Previously, Ji et al., evaluated three independently developed and validated FE models of the human head by checking consistency across several brain mechanical responses.21 They observed remarkable differences in every mechanical response variable assessed. In this study, two different FE models of the human head (SIMon and GHBMC) were used, and strain results were compared to assess consistency. The correlation trends were similar regardless of the FE model used, with rotational-based metrics performing better than translational ones. Specifically, BrIC and RVCI were the best performing metrics and maximum resultant linear acceleration had the lowest correlation with MPS and CSDM. Consistency between the models suggests that these conclusions are not model dependent.

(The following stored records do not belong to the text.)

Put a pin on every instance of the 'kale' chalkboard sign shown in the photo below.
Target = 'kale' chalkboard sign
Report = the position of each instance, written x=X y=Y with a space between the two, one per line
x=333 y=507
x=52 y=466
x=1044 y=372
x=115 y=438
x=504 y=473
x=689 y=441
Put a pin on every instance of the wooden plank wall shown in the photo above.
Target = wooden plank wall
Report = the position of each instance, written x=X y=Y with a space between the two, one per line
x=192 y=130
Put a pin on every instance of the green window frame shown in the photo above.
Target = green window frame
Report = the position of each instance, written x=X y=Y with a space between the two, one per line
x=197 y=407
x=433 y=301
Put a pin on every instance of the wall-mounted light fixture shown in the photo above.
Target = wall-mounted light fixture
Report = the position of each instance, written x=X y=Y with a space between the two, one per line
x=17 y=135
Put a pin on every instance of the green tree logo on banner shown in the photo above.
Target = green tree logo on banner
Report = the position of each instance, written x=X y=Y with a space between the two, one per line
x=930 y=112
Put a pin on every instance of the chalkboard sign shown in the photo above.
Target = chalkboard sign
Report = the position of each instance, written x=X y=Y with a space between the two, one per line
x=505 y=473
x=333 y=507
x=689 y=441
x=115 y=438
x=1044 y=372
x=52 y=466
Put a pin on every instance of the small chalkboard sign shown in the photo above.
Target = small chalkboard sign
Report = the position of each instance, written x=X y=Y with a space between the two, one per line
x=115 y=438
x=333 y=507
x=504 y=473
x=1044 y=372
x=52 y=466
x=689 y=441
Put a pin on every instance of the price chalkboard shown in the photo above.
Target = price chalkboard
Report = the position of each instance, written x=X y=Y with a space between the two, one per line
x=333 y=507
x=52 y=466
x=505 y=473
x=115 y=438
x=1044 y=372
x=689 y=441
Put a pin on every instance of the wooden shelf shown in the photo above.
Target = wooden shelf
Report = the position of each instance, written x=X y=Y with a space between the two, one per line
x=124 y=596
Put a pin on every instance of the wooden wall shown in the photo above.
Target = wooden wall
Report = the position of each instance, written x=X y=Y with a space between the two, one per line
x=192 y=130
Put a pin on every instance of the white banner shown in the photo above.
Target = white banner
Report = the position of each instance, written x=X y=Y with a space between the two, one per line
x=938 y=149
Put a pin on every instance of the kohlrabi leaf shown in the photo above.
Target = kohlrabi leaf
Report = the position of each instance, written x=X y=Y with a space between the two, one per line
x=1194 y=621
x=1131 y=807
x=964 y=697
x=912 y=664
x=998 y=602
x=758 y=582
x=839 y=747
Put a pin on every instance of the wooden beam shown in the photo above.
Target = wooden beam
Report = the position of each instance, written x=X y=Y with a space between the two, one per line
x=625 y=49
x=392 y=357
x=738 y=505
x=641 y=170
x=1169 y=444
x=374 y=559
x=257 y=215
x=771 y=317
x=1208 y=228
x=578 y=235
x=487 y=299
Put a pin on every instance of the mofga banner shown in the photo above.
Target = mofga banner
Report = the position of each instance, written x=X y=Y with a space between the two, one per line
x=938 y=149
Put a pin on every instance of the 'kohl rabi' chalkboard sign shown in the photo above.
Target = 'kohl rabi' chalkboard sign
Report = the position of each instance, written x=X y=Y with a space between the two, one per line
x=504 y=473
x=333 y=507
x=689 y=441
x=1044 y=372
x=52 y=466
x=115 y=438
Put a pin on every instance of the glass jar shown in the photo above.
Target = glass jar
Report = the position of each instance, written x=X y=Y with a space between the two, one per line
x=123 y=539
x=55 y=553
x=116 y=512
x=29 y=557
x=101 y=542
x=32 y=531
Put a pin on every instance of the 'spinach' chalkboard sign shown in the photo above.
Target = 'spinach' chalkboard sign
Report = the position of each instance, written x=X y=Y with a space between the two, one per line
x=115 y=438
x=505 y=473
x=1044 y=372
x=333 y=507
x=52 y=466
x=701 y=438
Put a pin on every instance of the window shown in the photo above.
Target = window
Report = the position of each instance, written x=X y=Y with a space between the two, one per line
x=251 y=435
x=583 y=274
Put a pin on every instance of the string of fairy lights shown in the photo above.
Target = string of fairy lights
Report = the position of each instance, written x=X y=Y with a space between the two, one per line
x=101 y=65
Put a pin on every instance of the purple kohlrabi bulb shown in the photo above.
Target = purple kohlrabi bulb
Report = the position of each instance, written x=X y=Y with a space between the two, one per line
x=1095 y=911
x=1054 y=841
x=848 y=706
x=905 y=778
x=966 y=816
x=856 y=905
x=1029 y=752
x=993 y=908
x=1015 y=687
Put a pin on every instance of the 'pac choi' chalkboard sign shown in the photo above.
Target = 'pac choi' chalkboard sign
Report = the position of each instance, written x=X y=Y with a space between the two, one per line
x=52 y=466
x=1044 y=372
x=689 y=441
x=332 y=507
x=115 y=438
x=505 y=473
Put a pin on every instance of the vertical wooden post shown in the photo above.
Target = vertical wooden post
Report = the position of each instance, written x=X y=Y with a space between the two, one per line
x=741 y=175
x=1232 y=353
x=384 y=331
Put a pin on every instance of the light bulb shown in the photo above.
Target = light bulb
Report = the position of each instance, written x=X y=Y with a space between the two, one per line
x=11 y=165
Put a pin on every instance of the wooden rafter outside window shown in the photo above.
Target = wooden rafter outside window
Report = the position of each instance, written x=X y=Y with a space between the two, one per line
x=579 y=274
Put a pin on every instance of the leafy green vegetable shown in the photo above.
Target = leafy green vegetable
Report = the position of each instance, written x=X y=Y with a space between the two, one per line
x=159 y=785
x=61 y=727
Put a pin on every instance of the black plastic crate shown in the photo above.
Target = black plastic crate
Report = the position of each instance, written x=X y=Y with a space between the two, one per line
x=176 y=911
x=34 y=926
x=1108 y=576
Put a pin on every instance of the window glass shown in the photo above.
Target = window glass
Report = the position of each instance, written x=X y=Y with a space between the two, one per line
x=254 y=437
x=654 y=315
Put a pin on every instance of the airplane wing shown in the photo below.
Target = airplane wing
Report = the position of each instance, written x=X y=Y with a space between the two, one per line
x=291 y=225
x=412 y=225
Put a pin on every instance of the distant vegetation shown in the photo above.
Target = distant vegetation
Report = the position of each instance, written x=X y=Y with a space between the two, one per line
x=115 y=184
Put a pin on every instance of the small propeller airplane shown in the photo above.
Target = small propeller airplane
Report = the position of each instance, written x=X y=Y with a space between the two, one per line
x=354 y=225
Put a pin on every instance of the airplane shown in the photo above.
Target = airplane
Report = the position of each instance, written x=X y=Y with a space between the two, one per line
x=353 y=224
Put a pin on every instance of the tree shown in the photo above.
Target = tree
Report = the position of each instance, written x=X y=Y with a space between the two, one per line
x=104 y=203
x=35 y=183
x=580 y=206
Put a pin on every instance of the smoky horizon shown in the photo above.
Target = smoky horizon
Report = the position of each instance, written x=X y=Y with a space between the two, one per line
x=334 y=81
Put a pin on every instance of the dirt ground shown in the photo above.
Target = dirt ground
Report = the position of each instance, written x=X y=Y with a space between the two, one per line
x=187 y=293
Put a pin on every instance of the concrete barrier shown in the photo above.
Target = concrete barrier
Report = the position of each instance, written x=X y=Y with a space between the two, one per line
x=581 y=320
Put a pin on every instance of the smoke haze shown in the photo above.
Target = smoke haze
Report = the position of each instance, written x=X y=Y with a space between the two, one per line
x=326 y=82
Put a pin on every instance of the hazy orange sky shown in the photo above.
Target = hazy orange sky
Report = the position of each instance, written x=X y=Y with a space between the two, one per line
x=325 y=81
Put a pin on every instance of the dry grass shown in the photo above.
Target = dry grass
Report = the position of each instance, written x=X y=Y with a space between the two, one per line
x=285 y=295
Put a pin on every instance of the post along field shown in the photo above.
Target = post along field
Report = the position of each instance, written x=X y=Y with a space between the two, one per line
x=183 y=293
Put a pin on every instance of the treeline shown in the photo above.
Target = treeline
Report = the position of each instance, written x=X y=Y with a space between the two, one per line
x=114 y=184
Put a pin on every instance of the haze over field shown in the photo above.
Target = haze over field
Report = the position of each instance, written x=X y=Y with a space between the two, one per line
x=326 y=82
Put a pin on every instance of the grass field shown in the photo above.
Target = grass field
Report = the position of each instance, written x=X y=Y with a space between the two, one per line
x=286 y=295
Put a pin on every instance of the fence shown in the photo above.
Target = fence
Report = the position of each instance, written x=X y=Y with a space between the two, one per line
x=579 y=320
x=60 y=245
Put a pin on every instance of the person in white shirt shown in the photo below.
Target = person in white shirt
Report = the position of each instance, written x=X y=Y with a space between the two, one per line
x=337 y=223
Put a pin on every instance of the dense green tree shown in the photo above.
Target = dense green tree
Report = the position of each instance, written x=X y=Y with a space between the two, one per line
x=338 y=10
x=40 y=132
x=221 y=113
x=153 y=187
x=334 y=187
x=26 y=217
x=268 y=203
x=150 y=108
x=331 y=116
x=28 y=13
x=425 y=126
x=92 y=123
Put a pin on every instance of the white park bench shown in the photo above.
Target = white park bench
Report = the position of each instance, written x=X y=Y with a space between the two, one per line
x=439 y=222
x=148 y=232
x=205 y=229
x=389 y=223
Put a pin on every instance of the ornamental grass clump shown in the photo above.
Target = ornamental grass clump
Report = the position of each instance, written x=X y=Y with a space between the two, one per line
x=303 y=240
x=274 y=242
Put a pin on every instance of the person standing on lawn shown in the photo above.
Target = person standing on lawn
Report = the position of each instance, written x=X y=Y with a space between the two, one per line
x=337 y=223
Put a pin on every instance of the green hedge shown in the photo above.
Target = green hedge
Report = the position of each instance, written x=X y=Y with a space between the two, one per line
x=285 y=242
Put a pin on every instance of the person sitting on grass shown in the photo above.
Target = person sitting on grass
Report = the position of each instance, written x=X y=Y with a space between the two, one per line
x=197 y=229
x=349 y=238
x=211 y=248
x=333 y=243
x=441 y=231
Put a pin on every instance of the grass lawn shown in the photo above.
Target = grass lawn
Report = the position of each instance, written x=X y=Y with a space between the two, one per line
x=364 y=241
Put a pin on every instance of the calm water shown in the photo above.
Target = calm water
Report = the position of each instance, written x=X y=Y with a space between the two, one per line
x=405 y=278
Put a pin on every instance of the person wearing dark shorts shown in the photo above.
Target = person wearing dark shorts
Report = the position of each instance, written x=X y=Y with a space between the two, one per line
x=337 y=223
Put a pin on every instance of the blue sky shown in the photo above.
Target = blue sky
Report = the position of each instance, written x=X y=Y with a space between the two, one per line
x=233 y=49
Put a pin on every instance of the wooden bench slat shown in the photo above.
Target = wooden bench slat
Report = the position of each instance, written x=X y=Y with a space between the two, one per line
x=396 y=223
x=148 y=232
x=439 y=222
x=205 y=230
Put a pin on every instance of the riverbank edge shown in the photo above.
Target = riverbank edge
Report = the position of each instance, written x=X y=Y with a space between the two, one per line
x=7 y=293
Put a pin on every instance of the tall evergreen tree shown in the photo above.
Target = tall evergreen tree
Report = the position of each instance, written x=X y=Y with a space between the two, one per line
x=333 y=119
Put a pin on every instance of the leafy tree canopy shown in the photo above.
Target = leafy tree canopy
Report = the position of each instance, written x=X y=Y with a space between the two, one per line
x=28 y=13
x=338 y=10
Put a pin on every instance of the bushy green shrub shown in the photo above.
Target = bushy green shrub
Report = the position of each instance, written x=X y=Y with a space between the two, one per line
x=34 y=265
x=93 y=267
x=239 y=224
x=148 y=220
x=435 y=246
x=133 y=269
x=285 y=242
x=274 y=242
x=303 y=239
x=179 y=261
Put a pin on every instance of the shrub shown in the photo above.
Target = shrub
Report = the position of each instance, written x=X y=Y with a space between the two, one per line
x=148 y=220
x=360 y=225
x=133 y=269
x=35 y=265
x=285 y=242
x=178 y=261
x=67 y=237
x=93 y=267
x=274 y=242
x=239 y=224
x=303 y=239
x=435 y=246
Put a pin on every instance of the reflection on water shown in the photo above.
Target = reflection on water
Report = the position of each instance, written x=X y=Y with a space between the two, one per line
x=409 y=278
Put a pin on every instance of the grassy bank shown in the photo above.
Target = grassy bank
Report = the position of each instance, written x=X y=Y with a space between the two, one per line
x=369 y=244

Although various intracranial responses were used to rigorously evaluate both FE models, it is possible that the head kinematics and strain-based responses obtained in the current study fall outside the range of experimental data used to validate these models. Relative brain-skull displacement was previously validated using experimentally measured data from cadavers that were subjected to blunt head impacts in all three anatomical planes.15,16 These tests were designed to provide direct measurement of brain-tissue displacements for validation of FE models with application to TBI mechanisms in automotive and sport-related head impact environments. Head motion reported in the tests by Hardy et al. varied up to 291 g, 24 rad s−2, and 37 rad s−1 in maximum resultant linear head CG acceleration, angular acceleration, and angular velocity, respectively. Approximately 97, 100, and 60%, respectively, of the 660 head impacts in the current study fall within these ranges. Although only 60% of the angular velocities attained in the current study were covered by the Hardy et al. dataset, several studies have applied angular velocities from occupant and pedestrian crash tests with magnitudes exceeding 65 rad s−1 to the SIMon and GHBMC models without having significant stability issues.4952,55

Conclusions

The performance of fifteen kinematic-based brain injury metrics was assessed by comparing their correlation to tissue-level strain responses obtained from 660 head impacts simulated in two separate FE models of the human head. Results revealed rotation-only-based metrics to have higher correlation with FE model strains when compared to combined rotation-translation and translation-only metrics. Based on these findings, and the FE models used to derive strain-based metrics, kinematic brain injury criteria targeting closed head injuries, including DAI and concussion, should be based solely on rotational head kinematics. Furthermore, two angular velocity-based metrics, BrIC and RVCI, were found to have the highest overall correlation with this dataset. Although these metrics showed high capability for predicting FE model strains, their efficacy is limited to a specific regime of loading. Future kinematic-based brain injury criteria development should look to improve upon these two metrics. Doing so will help improve kinematic-to-strain predictions over a broader range of head impact conditions, and increase capabilities to discriminate the efficacy of improved countermeasures targeted for use in the design of head safety systems.